Trammell was certainly unhappy with his Yankee situation, but he was also going through a very difficult breakup of his marriage. He simply stopped coming to games. That’s right. It happened on June 29, 2003. Torre had ironically penciled the Knoxville, TN native in to start that evening’s game only to learn that Trammell was not in the clubhouse. His agent contacted Yankee GM Brian Cashman and told him that Trammell was leaving town and requesting a trade. The Yankees countered by asking the commissioner’s office to void Trammell’s contract. Bubba’s agent  would later claim he was suffering from clinical depression. I’m still not exactly sure how the contractual issues between the player and team were settled, but Trammell never again played in a big league game.

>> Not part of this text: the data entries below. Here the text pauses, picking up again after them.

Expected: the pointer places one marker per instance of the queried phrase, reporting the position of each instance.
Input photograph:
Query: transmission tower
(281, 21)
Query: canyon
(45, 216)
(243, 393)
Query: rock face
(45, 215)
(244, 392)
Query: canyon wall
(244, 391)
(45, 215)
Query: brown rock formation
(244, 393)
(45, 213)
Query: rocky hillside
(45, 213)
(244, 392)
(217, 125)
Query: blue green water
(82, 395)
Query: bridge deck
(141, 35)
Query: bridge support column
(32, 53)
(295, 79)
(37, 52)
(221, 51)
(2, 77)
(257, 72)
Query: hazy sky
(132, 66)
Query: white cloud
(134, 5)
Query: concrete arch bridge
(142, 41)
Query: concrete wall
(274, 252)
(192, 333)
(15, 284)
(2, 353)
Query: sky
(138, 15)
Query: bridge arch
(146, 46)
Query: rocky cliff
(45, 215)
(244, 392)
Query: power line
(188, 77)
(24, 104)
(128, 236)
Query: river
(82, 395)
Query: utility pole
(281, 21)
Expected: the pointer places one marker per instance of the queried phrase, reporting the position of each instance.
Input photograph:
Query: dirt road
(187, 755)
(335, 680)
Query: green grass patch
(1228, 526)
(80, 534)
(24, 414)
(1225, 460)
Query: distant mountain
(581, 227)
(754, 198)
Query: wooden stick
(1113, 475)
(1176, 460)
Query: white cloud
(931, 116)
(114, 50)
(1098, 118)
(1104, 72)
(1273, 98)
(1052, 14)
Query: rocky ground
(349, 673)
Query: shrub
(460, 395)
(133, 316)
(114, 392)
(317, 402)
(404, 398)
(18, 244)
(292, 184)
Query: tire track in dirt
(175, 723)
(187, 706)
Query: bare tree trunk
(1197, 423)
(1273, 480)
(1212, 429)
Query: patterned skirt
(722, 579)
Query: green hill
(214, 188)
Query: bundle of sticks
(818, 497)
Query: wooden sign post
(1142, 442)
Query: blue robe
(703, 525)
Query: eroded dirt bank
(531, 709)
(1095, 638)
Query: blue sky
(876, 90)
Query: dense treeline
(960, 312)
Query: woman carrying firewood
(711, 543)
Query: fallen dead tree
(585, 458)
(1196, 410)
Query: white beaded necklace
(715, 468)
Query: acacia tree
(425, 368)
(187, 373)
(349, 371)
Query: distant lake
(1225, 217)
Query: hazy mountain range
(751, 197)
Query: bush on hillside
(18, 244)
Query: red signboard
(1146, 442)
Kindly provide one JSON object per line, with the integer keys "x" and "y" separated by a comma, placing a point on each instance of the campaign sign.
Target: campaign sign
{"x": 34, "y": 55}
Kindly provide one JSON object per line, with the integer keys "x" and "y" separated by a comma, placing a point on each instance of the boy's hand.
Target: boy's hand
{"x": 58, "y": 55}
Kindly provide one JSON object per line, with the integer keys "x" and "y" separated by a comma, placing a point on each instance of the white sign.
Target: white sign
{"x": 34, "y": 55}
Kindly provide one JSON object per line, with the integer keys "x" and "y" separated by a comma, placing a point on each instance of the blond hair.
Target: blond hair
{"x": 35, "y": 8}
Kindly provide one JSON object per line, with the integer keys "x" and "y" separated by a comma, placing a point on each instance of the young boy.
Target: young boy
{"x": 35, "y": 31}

Author’sNote:  Bubba Trammell was kind enough to comment on this post in an effort to clarify the circumstances surrounding his departure from the Yankees. You can read his comments below.

Bubba shares his November  6th birthday with this former Yankee outfielder and this former Yankee starting pitcher.

Year Tm G PA AB R H 2B 3B HR RBI SB BB SO BA OBP SLG OPS
2003 NYY 22 61 55 4 11 5 0 0 5 0 6 10 .200 .279 .291 .570
7 Yrs 584 2034 1798 243 469 96 7 82 285 10 210 325 .261 .339 .459 .798
TBD (3 yrs) 207 757 671 96 191 48 3 33 107 3 80 112 .285 .362 .513 .875
SDP (2 yrs) 275 1011 893 120 226 36 4 42 148 3 101 149 .253 .331 .443 .775
NYM (1 yr) 36 65 56 9 13 2 0 3 12 1 8 19 .232 .323 .429 .752
NYY (1 yr) 22 61 55 4 11 5 0 0 5 0 6 10 .200 .279 .291 .570
DET (1 yr) 44 140 123 14 28 5 0 4 13 3 15 35 .228 .307 .366 .673
Provided by Baseball-Reference.com: View Original Table
Generated 11/6/2013.

3 Comments

Hi Michael,
Great blogs as usual and I am amazed and impressed with your accracy and thouroughness with your blog. I as a Red Sox fan obviously have a differtent view of that Johnny Damon grand slam, but I have respected him no matter where he has played.
And I’m sure if he was injury free and wanted to, Johnny Damon could find his way possibly as a part time player on a big league roster somewhere.
Once again great blog and talk soon. Bratman/berniebrew

I would like to say thank you for wishing me a Happy Birthday!
Also, thank you for being very close to having all the facts. Just
to clear up a few things I decided to respond for the first time.
My departure from the Yankees had nothing to do with the baseball side of things! I was and am very proud to be able to say that I wore the pinstripes!! The true cause of my depression and departure was because I knew my marriage was failing, but more importantly BEING WITHOUT MY THREE KIDS DAILY AND NO WAY TO GET THEM TO ME CONSISTENTLY WAS MORE THAN I COULD BARE!! Every player that’s in the major leagues wants to play or he wouldn’t be there!! That being said, I knew my role and was ready to play anytime Joe Torre needed! Joe was a class act and my only regret was not being able mentally to tell him first hand what was going on inside of me. In the end, it all worked out well and I was fined a days pay and my kids know dad loves them more than anything!!

Mr Trammell,

Thank you so much for your comment. As a father of four and also as a child of divorced parents I can certainly understand the actions you took at the end of your Yankee career. You had your priorities in perfect order sir.